In den gleichen Topf wird gern Woody Allen geworfen, der (unbestritten) eine Beziehung mit der jungen (aber bereits 21jährigen) Stieftochter seiner damaligen Lebensgefährtin Mia Farrow einging, Das ist moralisch zweifelhaft, aber weder strafrechtlich relevant noch selten. Man muss wissen, dass Woody Allen nie mit Mia Farrow zusammengelebt hatte, er war immer nur Gast bei ihren (großenteils adoptierten) Kindern. Ich halte es für heuchlerisch, solche Fälle pauschal zu verurteilen. Es kommt immer auf den Einzelfall an, und nach allem, was wir wissen, feiern Soon-Yi Previn und Woody Allen im Dezember den 20. Jahrestag einer glücklichen Ehe, mit zwei eigenen Adoptivtöchtern. Diese Situation erschwert es aber, objektiv die Vorwürfe zu beurteilen, er habe damals seine siebenjährige Adoptivtocher Dylan missbraucht. Damals wurde bei einer gerichtlichen Untersuchung keinerlei Indiz gefunden. Die zugezogenen Kinderpsychologen kamen zu dem Schluss, dass die Erinnerungen der Tochter von der Mutter Mia Farrow eingepflanzt worden waren. Für die erwachsene Dylan ist dieses Trauma so oder so eine Tragödie. Ich kann verstehen, dass sie die Erinnerungen für real hält, aber es ist nachgewiesen, dass wir bei frühen Kindheitserinnerungen nicht immer zwischen "echten" und anhand von Erzählungen "nachgebauten" Erinnerungen unterscheiden können, Inzwischen hat sich Dylans Bruder Moses auf die Seite seines Vaters geschlagen und schildert unangenehme private Seiten seiner Mutter. Für mich bedeutet das vor allem, dass ich die Freude an den Darstellungen von Mia Farrow verloren habe, vor allem bei Hannah und ihre Schwestern, einem meiner Lieblingsfilme von Woody, ausgerechnet seine Liebeserklärung an Mia Farrows mütterliche Wärme.

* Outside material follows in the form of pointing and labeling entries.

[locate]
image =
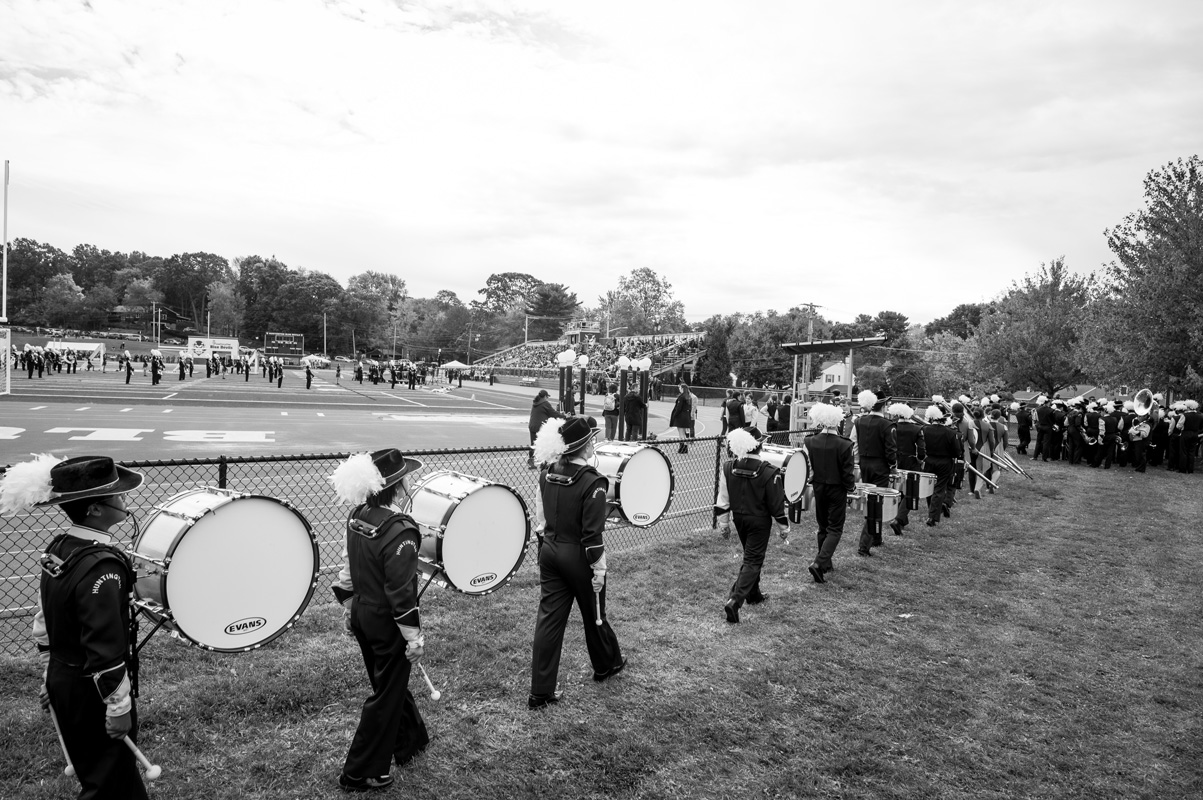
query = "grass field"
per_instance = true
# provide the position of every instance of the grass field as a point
(1044, 643)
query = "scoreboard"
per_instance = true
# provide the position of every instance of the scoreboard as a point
(284, 345)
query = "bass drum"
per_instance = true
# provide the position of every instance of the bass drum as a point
(795, 467)
(640, 480)
(474, 532)
(224, 570)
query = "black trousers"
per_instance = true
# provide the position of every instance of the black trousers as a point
(391, 727)
(566, 576)
(941, 498)
(106, 768)
(1190, 446)
(876, 472)
(754, 533)
(830, 511)
(1042, 443)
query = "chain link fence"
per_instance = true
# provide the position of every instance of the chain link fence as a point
(302, 481)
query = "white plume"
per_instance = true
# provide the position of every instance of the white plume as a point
(356, 478)
(549, 445)
(27, 484)
(824, 415)
(741, 443)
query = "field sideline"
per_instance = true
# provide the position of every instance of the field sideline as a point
(1042, 644)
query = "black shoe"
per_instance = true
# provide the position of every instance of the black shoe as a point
(363, 784)
(611, 671)
(540, 700)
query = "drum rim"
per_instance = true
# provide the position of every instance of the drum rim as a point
(163, 576)
(438, 545)
(617, 489)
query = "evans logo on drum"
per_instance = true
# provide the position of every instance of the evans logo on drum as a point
(244, 626)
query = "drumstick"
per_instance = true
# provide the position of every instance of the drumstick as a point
(153, 770)
(434, 693)
(70, 768)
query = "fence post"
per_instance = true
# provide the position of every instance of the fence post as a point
(718, 469)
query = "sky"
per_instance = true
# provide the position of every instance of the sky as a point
(864, 156)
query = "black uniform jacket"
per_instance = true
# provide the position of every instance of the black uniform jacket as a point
(941, 442)
(876, 438)
(754, 487)
(574, 505)
(912, 449)
(830, 460)
(87, 609)
(381, 553)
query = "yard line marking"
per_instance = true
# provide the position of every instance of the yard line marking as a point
(404, 400)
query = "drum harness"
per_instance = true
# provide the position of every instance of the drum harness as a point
(368, 531)
(57, 568)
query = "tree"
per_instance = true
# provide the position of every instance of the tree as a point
(1030, 336)
(643, 303)
(60, 301)
(30, 267)
(184, 278)
(960, 321)
(715, 368)
(226, 308)
(556, 306)
(1145, 327)
(507, 291)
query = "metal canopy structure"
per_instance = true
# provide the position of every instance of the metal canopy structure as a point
(828, 345)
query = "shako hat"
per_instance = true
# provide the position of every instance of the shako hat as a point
(365, 474)
(51, 481)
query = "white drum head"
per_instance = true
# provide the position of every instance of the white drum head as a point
(485, 539)
(645, 486)
(241, 575)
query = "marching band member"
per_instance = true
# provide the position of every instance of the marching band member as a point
(570, 514)
(943, 449)
(912, 451)
(753, 493)
(831, 461)
(83, 624)
(1191, 426)
(876, 444)
(378, 586)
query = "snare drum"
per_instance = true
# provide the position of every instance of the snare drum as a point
(913, 485)
(882, 504)
(227, 585)
(795, 467)
(474, 532)
(640, 480)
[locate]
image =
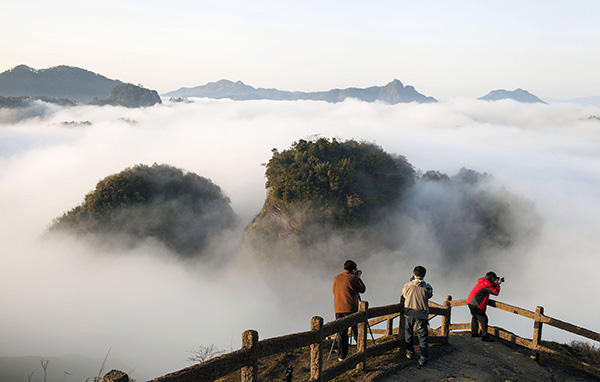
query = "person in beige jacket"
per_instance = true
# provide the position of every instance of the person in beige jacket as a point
(416, 295)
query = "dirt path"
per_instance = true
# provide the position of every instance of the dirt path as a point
(470, 359)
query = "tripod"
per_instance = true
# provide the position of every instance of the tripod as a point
(337, 338)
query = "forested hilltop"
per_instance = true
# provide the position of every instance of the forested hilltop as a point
(328, 198)
(184, 211)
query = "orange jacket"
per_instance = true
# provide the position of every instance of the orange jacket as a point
(346, 288)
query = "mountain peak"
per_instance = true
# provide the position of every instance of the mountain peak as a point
(396, 83)
(519, 95)
(22, 69)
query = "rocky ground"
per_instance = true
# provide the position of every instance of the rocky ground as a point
(464, 359)
(470, 359)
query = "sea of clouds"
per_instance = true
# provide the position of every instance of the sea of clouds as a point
(60, 296)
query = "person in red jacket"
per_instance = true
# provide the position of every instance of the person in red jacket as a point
(478, 300)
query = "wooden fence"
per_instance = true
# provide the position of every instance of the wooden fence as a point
(246, 359)
(535, 344)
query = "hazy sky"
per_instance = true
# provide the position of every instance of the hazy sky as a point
(445, 49)
(63, 297)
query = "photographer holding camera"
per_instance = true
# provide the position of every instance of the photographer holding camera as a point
(346, 287)
(478, 300)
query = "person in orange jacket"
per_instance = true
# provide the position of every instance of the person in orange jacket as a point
(478, 300)
(346, 287)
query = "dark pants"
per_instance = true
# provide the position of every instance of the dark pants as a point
(478, 315)
(422, 335)
(343, 336)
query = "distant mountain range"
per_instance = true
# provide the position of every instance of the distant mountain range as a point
(392, 93)
(58, 82)
(519, 95)
(22, 85)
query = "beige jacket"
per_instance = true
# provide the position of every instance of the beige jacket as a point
(416, 294)
(346, 288)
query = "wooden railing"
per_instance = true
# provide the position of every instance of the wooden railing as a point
(246, 358)
(535, 344)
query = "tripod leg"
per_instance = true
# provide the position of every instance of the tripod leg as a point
(332, 345)
(370, 331)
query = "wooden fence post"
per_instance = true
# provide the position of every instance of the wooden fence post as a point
(316, 355)
(361, 341)
(401, 324)
(390, 327)
(537, 332)
(250, 373)
(446, 319)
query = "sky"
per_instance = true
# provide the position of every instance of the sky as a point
(444, 49)
(62, 296)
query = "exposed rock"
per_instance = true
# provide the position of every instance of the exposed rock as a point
(115, 376)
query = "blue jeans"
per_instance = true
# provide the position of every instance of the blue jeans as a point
(422, 334)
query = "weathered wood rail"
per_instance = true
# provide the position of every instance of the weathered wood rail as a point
(246, 359)
(535, 344)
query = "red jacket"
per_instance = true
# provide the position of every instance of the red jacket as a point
(480, 295)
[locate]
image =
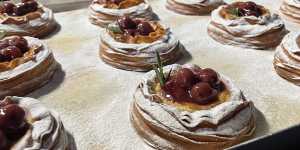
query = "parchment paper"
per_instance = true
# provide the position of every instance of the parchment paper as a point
(93, 98)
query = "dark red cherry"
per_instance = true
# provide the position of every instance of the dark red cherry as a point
(31, 6)
(2, 9)
(116, 1)
(19, 42)
(11, 52)
(249, 9)
(184, 78)
(3, 140)
(144, 28)
(208, 75)
(201, 90)
(6, 102)
(9, 7)
(3, 44)
(126, 23)
(130, 32)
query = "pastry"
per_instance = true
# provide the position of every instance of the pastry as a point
(103, 12)
(25, 124)
(290, 9)
(287, 58)
(131, 44)
(26, 63)
(247, 25)
(28, 18)
(193, 7)
(186, 107)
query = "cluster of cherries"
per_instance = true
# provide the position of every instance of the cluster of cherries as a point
(20, 9)
(12, 48)
(134, 27)
(12, 123)
(247, 9)
(110, 1)
(200, 86)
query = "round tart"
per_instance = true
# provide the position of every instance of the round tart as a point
(131, 44)
(25, 124)
(26, 63)
(247, 25)
(28, 18)
(103, 12)
(193, 7)
(291, 10)
(287, 58)
(194, 108)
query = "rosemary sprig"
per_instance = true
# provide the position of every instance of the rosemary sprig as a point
(234, 11)
(158, 68)
(2, 34)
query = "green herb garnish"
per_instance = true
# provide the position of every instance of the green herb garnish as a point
(158, 68)
(115, 28)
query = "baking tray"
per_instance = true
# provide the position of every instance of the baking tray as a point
(94, 98)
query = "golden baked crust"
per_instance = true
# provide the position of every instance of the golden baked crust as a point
(159, 31)
(49, 25)
(30, 55)
(186, 9)
(28, 73)
(174, 125)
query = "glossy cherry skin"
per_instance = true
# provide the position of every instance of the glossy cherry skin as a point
(11, 117)
(3, 44)
(126, 23)
(116, 1)
(130, 32)
(184, 78)
(11, 52)
(208, 75)
(9, 7)
(144, 28)
(249, 9)
(201, 90)
(6, 102)
(3, 140)
(19, 42)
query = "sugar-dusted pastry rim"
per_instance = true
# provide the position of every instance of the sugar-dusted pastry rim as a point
(156, 132)
(195, 8)
(139, 57)
(36, 27)
(286, 62)
(46, 129)
(103, 16)
(30, 75)
(290, 10)
(239, 32)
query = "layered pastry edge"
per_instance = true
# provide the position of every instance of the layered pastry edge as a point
(45, 130)
(193, 7)
(287, 58)
(140, 56)
(162, 125)
(30, 74)
(39, 23)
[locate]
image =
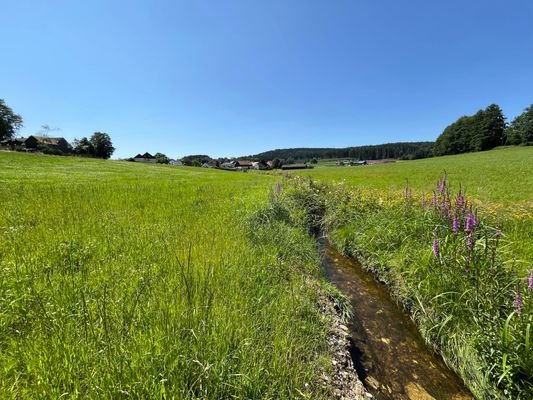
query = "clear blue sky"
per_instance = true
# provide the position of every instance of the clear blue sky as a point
(238, 77)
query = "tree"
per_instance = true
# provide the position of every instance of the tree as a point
(161, 158)
(83, 146)
(9, 121)
(481, 131)
(276, 163)
(103, 147)
(520, 131)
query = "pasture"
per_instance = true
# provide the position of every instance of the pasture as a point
(121, 280)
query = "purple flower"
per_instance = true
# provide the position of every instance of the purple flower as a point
(469, 224)
(475, 221)
(456, 225)
(459, 201)
(470, 241)
(518, 302)
(436, 247)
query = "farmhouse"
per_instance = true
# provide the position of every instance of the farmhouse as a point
(243, 164)
(259, 165)
(295, 166)
(34, 142)
(146, 157)
(228, 165)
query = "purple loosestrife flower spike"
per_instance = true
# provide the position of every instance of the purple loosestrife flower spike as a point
(436, 248)
(470, 241)
(468, 223)
(456, 225)
(475, 221)
(518, 302)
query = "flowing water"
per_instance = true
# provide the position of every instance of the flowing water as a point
(389, 354)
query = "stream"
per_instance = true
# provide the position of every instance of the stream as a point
(390, 356)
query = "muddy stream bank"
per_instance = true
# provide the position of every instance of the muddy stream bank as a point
(389, 354)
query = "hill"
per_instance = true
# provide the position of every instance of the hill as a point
(400, 150)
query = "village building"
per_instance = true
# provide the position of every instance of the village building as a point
(146, 157)
(296, 166)
(36, 142)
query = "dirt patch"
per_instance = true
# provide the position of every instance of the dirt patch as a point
(343, 379)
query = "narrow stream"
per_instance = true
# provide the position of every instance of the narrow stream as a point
(389, 354)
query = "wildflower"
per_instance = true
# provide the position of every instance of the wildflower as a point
(456, 225)
(436, 247)
(470, 241)
(475, 221)
(518, 302)
(469, 224)
(459, 201)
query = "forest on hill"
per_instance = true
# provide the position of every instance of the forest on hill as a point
(402, 150)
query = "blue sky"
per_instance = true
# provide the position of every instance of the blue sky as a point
(238, 77)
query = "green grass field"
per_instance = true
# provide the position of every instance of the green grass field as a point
(140, 281)
(502, 176)
(121, 280)
(470, 289)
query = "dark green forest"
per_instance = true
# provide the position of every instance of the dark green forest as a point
(481, 131)
(404, 151)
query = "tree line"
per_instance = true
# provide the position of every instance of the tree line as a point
(99, 145)
(485, 130)
(401, 150)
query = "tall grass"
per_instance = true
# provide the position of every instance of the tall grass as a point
(454, 271)
(132, 281)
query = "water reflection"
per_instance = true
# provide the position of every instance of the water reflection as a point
(390, 356)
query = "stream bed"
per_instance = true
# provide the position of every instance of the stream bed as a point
(390, 356)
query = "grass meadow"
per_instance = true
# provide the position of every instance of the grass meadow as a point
(121, 280)
(124, 280)
(457, 252)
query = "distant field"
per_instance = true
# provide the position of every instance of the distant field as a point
(503, 176)
(123, 280)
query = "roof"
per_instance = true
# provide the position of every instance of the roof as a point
(294, 166)
(48, 140)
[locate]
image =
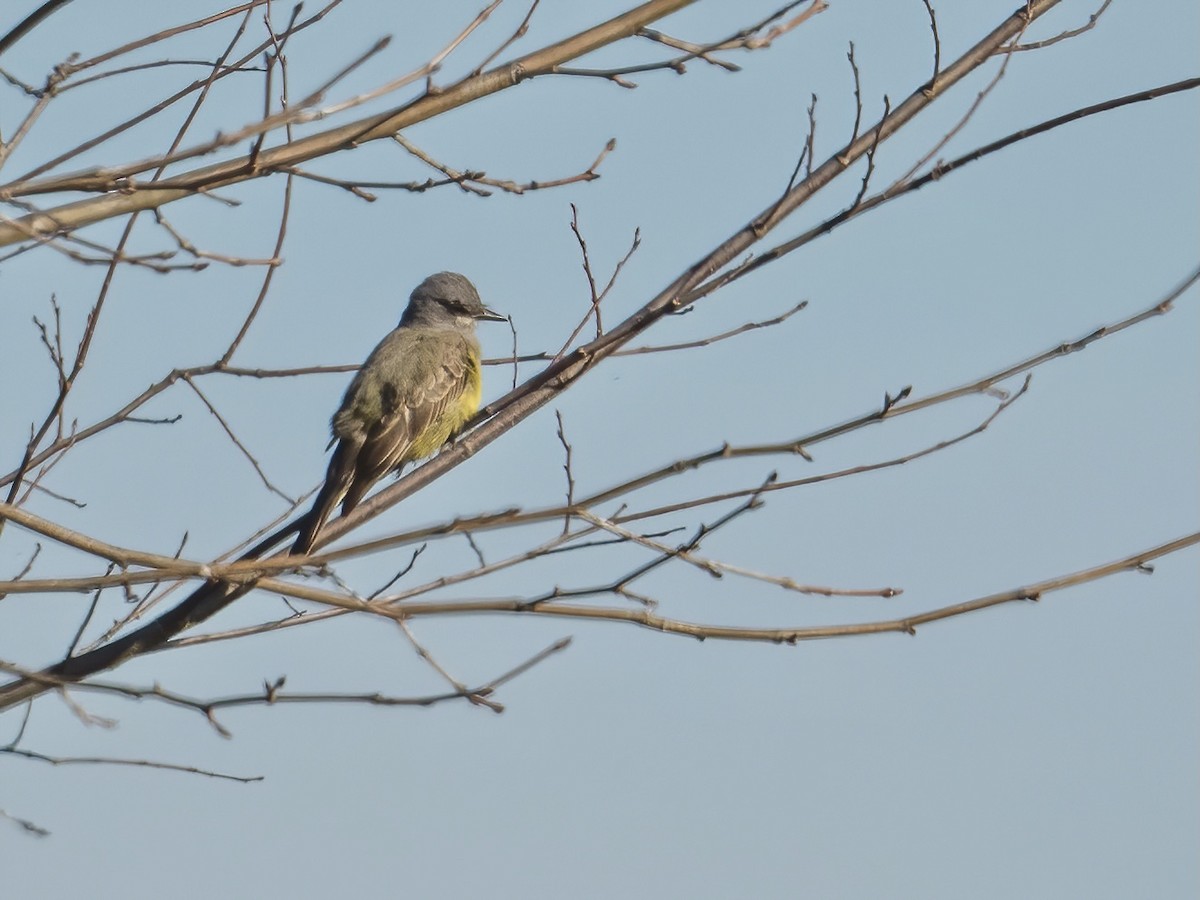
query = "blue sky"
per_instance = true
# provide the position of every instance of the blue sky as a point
(1033, 750)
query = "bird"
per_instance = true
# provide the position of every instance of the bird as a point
(414, 394)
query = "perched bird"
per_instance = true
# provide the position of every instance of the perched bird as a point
(415, 391)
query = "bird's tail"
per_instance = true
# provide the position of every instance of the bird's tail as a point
(337, 483)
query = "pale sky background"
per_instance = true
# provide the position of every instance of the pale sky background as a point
(1033, 750)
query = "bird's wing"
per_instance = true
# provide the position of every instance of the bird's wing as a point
(421, 387)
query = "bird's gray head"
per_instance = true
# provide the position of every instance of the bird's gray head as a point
(447, 299)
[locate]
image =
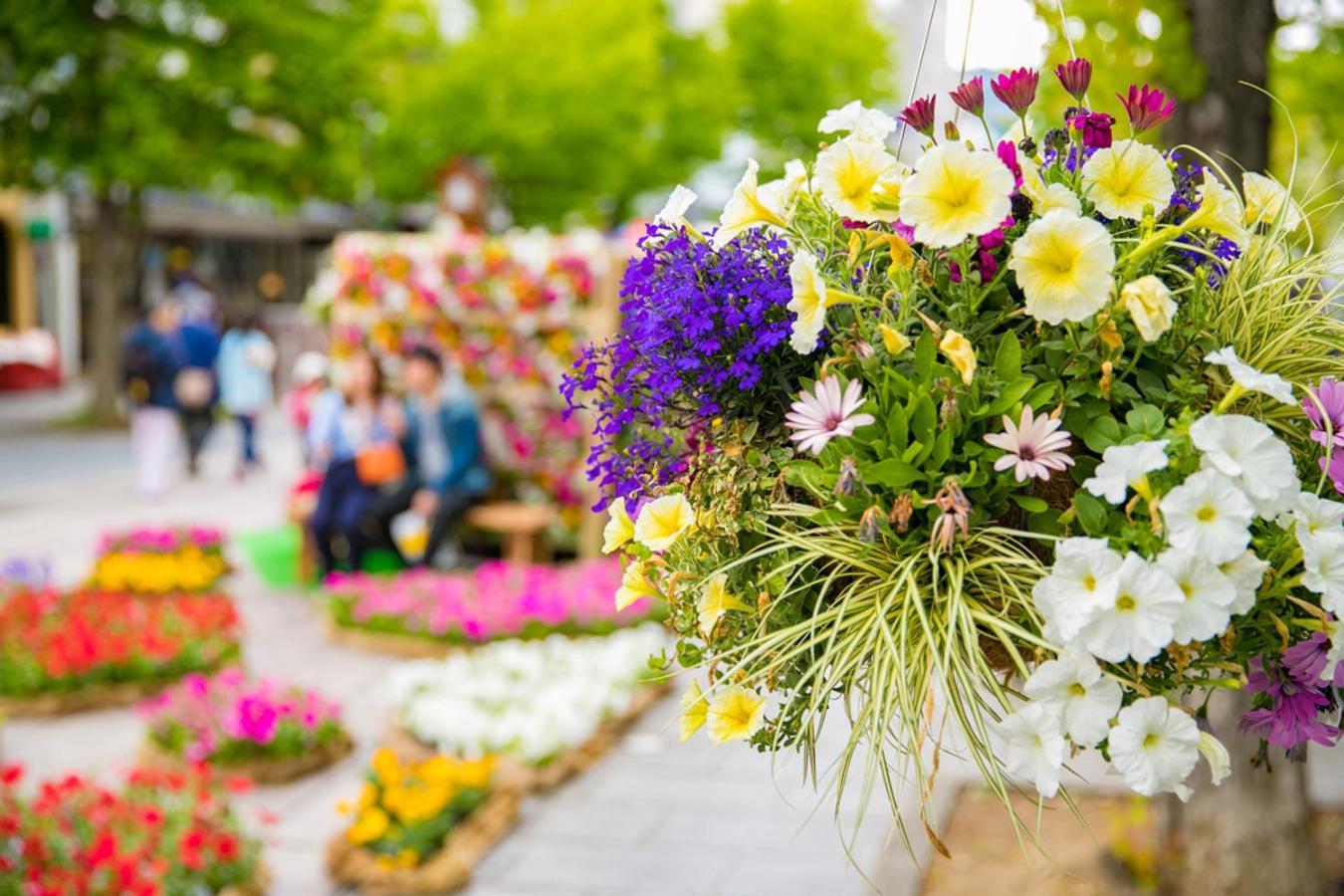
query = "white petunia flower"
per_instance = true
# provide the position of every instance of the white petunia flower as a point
(1141, 618)
(1246, 572)
(1313, 515)
(1209, 595)
(1248, 453)
(1250, 379)
(1209, 515)
(1155, 747)
(1085, 697)
(859, 121)
(1083, 580)
(674, 212)
(1035, 746)
(1124, 466)
(1323, 568)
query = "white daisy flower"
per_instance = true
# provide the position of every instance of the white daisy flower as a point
(1209, 515)
(1209, 595)
(1248, 453)
(1323, 568)
(1083, 580)
(1035, 746)
(1141, 618)
(1124, 466)
(1250, 379)
(1074, 687)
(1246, 572)
(859, 121)
(1155, 747)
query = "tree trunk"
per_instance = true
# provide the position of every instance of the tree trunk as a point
(1229, 119)
(1248, 837)
(115, 238)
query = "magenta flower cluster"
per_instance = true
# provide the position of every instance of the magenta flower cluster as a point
(161, 539)
(206, 716)
(495, 600)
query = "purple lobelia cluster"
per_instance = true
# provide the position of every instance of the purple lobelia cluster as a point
(705, 336)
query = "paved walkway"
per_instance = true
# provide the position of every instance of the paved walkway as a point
(652, 817)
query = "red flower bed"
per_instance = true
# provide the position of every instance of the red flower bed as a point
(160, 833)
(54, 641)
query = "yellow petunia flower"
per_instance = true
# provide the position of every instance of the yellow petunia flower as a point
(634, 585)
(694, 710)
(959, 350)
(809, 301)
(893, 340)
(1266, 200)
(663, 522)
(715, 600)
(859, 179)
(1149, 305)
(1126, 176)
(1063, 266)
(953, 193)
(618, 528)
(745, 208)
(736, 715)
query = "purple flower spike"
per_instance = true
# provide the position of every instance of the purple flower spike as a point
(1074, 76)
(920, 114)
(1095, 126)
(1016, 89)
(971, 96)
(1147, 108)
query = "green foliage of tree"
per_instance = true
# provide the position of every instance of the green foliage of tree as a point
(797, 58)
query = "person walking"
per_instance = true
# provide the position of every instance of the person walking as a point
(445, 466)
(149, 368)
(353, 435)
(246, 360)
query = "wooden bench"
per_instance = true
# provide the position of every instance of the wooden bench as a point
(521, 528)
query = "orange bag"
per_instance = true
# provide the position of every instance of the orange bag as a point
(380, 464)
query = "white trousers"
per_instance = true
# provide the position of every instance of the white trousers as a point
(153, 439)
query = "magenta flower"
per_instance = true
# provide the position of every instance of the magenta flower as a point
(1033, 446)
(1016, 89)
(1327, 396)
(1074, 76)
(1147, 108)
(1095, 127)
(971, 96)
(920, 114)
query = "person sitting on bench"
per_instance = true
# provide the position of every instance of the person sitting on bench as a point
(445, 469)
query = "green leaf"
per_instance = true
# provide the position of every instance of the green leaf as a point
(890, 472)
(1008, 357)
(1101, 433)
(1091, 514)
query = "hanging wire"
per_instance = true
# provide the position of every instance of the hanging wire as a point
(914, 82)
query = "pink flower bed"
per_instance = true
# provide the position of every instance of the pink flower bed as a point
(495, 600)
(225, 719)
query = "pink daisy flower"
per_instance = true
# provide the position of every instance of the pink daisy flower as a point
(1033, 446)
(824, 414)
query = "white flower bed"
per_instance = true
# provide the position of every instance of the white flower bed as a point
(530, 700)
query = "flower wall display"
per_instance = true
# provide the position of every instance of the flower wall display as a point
(160, 560)
(406, 810)
(526, 700)
(227, 720)
(1050, 452)
(494, 600)
(508, 312)
(56, 642)
(160, 833)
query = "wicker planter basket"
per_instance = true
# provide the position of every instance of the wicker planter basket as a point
(567, 765)
(262, 772)
(448, 869)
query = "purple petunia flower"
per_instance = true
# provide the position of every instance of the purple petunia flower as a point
(1147, 108)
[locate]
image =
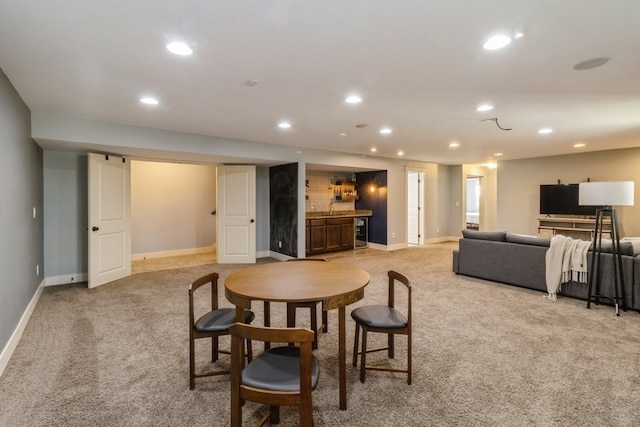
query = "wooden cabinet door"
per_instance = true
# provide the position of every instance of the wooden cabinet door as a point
(334, 236)
(318, 236)
(348, 235)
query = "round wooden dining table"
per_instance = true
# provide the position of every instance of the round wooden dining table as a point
(336, 285)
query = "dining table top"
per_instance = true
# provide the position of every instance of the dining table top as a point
(301, 281)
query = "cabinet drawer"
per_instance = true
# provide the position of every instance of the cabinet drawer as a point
(339, 221)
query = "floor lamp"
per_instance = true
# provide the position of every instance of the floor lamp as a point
(606, 194)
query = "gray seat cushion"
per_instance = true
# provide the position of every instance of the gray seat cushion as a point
(221, 319)
(278, 369)
(379, 316)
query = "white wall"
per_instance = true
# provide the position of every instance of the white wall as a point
(519, 185)
(65, 213)
(171, 206)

Das Internet-Publikum ist in seiner Gesamtheit noch ein paar Grade dümmer als die Menschheit an sich, die ja schon in jämmerlicher Weise auf den eigenen Untergang (und vor allem den Untergang der weltweiten Zivilisation) hinsteuert. Daher glaube ich nicht, dass die aktuelle Debatte grundsätzliche Änderungen bewirken wird. Einige Auswüchse werden abgestellt, aber das System bleibt bestehen. Den Menschen kann man halt nicht ändern, und die Evolution ist einfach zu langsam, um dieser Spezie eine Zukunft zu ermöglichen.